Kız çocukları erkek çocuklarıyla aynı mahallede oyun oynuyorlar. Kız-erkek kardeş. Evde aynı, okullarını mı ayıracaksınız bunların? Bunu çocuğa nasıl açıklayacağız? Büyüklerin soyut kavramları, kendi ideolojik fikirlerini dökebildiği o kavramlar, henüz ilkokul çağındaki bir çocuğun kafasında şekillenemez. İnsan gelişimine aykırı.
Nasıl suyun akışını engelleyemezseniz bir çocuğun gelişimini de durduramazsınız. Akan suyun önüne set koyduğunuz vakit ya o seti yıkıp gidecek ya da başka bir tarafa doğru kendini akıtacak. Gelişim böyle bir şey, çocuk gelişimi. Bireyin olgunlaşması, gelişmesi, bir yetişkin olması bir süreç. Belli aşamaları var. Bu aşamaları doğal olarak çocuk geçmek zorunda. O doğallığı bozup, önüne başka şeyler koyup, onu başka yere yönlendirirseniz başka bir toplumla karşılaşırsınız.
- Çok teşekkür ederiz.
NEOLİBERAL YOZLAŞMIŞ KÜLTÜRE ÇANAK TUTUYORLAR
- Bakanlığın kendi verileri bile karma eğitimin millet açısından sorun olmadığını gösteriyor.
Okutulmayan kız çocukları varsa bile nedeni erkek çocuklarıyla aynı sınıfta okumaları değil, kız çocuklarının okumasına gerek görülmemesi, feodal kalıntılar. Devlet zorunlu eğitim getirerek sorunu çözer. Askerlik gibi zorunlu kıldığınız zaman herkes çocuğunu okula gönderir. Devletin bir adımla çözebileceği bir sorun.
Bizim velilerimizin uyuşturucu bağımlılığından çocuklarını korumak, kurtarmak gibi bir sorunu var. Bizim bizim velilerimizin bugün ellerindeki telefonlarda, tabletlerde, televizyonlarda, dizilerde saldırganlığı bir güç gösterisi olarak gösteren yayın organlarının kaldırılması gibi bir sorunu var. LGBT dayatması gibi bir sorunu var.

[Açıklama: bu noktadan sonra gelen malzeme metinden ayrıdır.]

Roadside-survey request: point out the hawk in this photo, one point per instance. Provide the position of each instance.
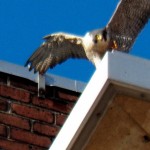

Yönetenler, gerçek sorunlarla mücadele etmedikleri gibi bu dayatmaları yapanların borazanlığını yapıyorlar. Ekonomide ve dış politikada büyük baskılar ve zorluklar altındayız. Batı, bütün o yozlaşmış kültürünü aileyi parçalamak için çocuklarımızın üzerimize salmış durumda. Burada savaşacak olan en büyük kuvvet ‘eğitim’. Böyle önemli bir sorunumuz varken kız çocuklarını ötekileştirmek aileyi parçalamaya hizmet eder. Milli bir eğitim programı gerekirken Batı'nın neoliberal yozlaşmış kültürünün saldırısına çanak tutmuş oluyorsunuz. O açıdan karma eğitimin tartışılmaya açılması tamamen bilim dışı ve aynı zamanda kültürel saldırının da oyuncağı olmak demektir.
Erkeği tacizci göstermek LGBT’ye destektir
- Akit, karma eğitime geçtik, okullarda cinsel tacizi engelleyemedik, diye yazıyor?
Cinsel tacizi, kız ve erkek çocuklarını ötekileştirerek, kadını ve erkeği birbirine yabancılaştırarak engelleyemezsiniz. Tam tersi yerlere gider. Daha ulaşılmaz kılarsınız, daha cazip, daha çekici hale getirirsiniz. Bu işin sonu mahalleleri, köyleri, şehirleri, alışveriş merkezlerini yani bütün toplumsal yaşamda iki cinsi birbirinden ayırmaya varır. Buradan ne aile çıkar, ne millet çıkar. Ötekileştirerek, cinslerden birini tacizci diye göstererek kadını ve erkeği millet yapamazsınız.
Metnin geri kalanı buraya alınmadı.